Studio: Kino Lorber Studio Classics

Oct 20, 2020 Web Exclusive Bookmark and Share


By 1959, James Cagney and the genre he loved so well were both on their way out. Exploding onto the screen in William Wellman’s 1931 gangster classic The Public Enemy, Cagney would build his breakout role into an iconic career playing fast-talking tough guys and vicious criminals. But thanks to his roots on the vaudeville circuit, Cagney’s true love was musicals. He won his first and only Academy Award for his portrayal of song-and-dance man George M. Cohan in the 1942 hit Yankee Doodle Dandy and as he aged out of gangster roles, he leaned more heavily into films such as The West Point Story, The Seven Little Foys and Love Me or Leave Me. Much like Cagney, musicals were facing changing times as well. The early sixties would see the classic incarnation of the genre go out with a bang, with big hits like West Side Story, My Fair Lady and The Sound of Music. But the New Hollywood movement of the late sixties and the seventies would transform the genre into something darker and less whimsical, with off-beat hits like Cabaret and All That Jazz.

Never Steal Anything Small would be Cagney’s final musical role and one of his last roles overall; he retired from acting in 1961, with the exception of a role in Ragtime two decades later. It’s an interesting one to go out on, combining his facility for carnival barker comedy with his devilish mean-streak into a film that is a tonal, narrative and political mess, but also pretty fun. Cagney stars as Jake McIlaney, a longshoreman running for union president using every dirty trick in the book. The simplicity of the film’s politics - unions protect the working man from the rich, but require a crook in charge to do so - are simultaneously corny as well as far more left-leaning than anything a mainstream comedy would tackle today. The film opens with a written dedication to the labor movement, combining some surprisingly progressive politics with the corny earnestness of a 1950s crowd-pleaser. That said, the film is bizarrely mean-spirited, even beyond the zaniness of Jake’s campaign schemes which involve trapping his rival in an iron lung, knocking out opposition voters and throwing them down a chute, and force feeding another opponent a bottle of booze to render him insensate. 1959 was apparently a big year for that last one - the same thing happens to Cary Grant early on in North by Northwest.

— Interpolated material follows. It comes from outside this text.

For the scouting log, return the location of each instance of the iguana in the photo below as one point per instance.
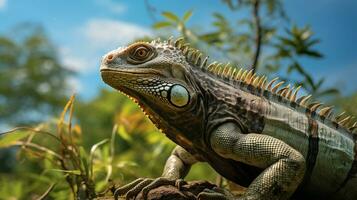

Worse than all that, the main plot of the film involves Cagney allowing his straight-laced lawyer to take the fall for his crimes so he can woo his attractive young wife, played by singer Shirley Jones, who would win the Best Supporting Actress Oscar the following year for her role in Elmer Gantry. Adding to the general sleaziness of this is the 35 year age difference between Cagney and Jones, generously reduced to a 25 year gap in the film itself. If anyone could pull off playing such a despicable protagonist in such a light-hearted movie, it’s Cagney. Even at the age of 60, his loose-limbed marionette physicality is fully present, his idiosyncratic hand movements and machine gun diction marking him as one of the great screen presences of all time. His rubbery face and ability to be simultaneously good-natured and sinister makes it a shame he never got the play the Joker in a Batman adaptation. His performance as McIlaney synthesizes his classic gangster roles with his musical ones. The script leans into this as well, evoking his past roles; in the 1939 classic The Roaring Twenties, Cagney had a girl Friday named Panama. Here he has another one named Winnipeg played with charm and gusto by Cara Williams.

The oddest part of this musical - beyond a cockamamie plot that, among other things, involves a scene with Cagney in a scuba suit - is how few musical numbers there are in it. Setting aside the title song that plays over the Saul Bass-aping opening credits, there are only three musical numbers in the whole film, two of which really don’t have much to do with the plot. The second one is by far the best, in which Williams tries to convince Cagney to buy her a new Ferrari for the outlandish price of $14,000. Fans of the genre will likely find the movie disappointing, but Cagney completists will find a lot to love.